Ukraine’s leading coal and power holding DTEK Energy
generated UAH 47.24 bln net revenue in 2020, according to its abridged
financial report released March 1. This is a 38% yoy decline, which was a
result of decreased production and prices, as we conclude from the company’s
operating update. Namely, DTEK’s supply of generated electricity decreased 16%
yoy (to 23.8 TWh), while achieved electricity prices fell 21% yoy (to UAH
1.30/kWh, net of VAT, duties and balancing market margin). The company’s sale
of raw coal and coal concentrate decreased 17% yoy to 13.1 mmt, as its mining
of ROM coal fell 16% yoy to 18.8 mmt in 2020.

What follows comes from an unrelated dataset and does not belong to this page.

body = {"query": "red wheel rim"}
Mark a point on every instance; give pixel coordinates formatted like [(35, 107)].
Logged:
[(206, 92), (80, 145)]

DTEK Energy’s EBITDA reached UAH 9.34 bln in 2020,
Concorde Capital estimated, which is a 42% decline yoy. Below EBITDA, its four
key cost items each exceeding UAH 7 bln (depreciation, losses on financial
instruments impairment, ForEx losses and finance costs) led to UAH 19.13 bln
net losses in 2020, down from a positive bottom line of UAH 1.84 bln a year
before.
The holding’s operating cash flow before working
capital changes declined broadly in line with EBITDA, down 46% yoy to UAH 9.43
bln, while net cash flow from operations decreased 28% yoy to UAH 4.02 bln in
2020. DTEK Energy decreased its capital expenditures 38% yoy to UAH 3.13 bln
last year.
Its total debt increased 32% yoy to UAH 59.57 bln at
the end of 2020 and net debt increased 29% yoy to UAH 57.96 bln. In this way,
the holding’s net debt to EBITDA ratio worsened to 6.2x at the end of 2020,
from 2.8x a year ago. Accounting for DTEK Oil & Gas expected contribution
to DTEK Energy’s debt decline (USD 425 mln), the holding’s net debt to EBITDA
ratio is 4.9x.
Alexander Paraschiy: In line with our estimates, DTEK
Energy’s EBITDA exceeded its guidance of UAH 8 bln, revealed in July. Moreover,
the company’s results imply its 4Q20 EBITDA was the best quarterly result since
the launch of the new wholesale energy market in July 2019, even though coal
and electricity prices were not the highest in the quarter. This suggests DTEK
Energy is efficient in cost optimization and in adjusting to new market rules.
In 2021, we expect further progress in cost optimization as the holding got rid of a large mining asset.
This, as well as some expected improvement in coal and power prices at the
market, allows us to forecast an increase of the holding’s EBITDA this year, as
well as the improvement of its mid-term debt sustainability. Meanwhile, its key
task is to complete the initiated debt restructuring.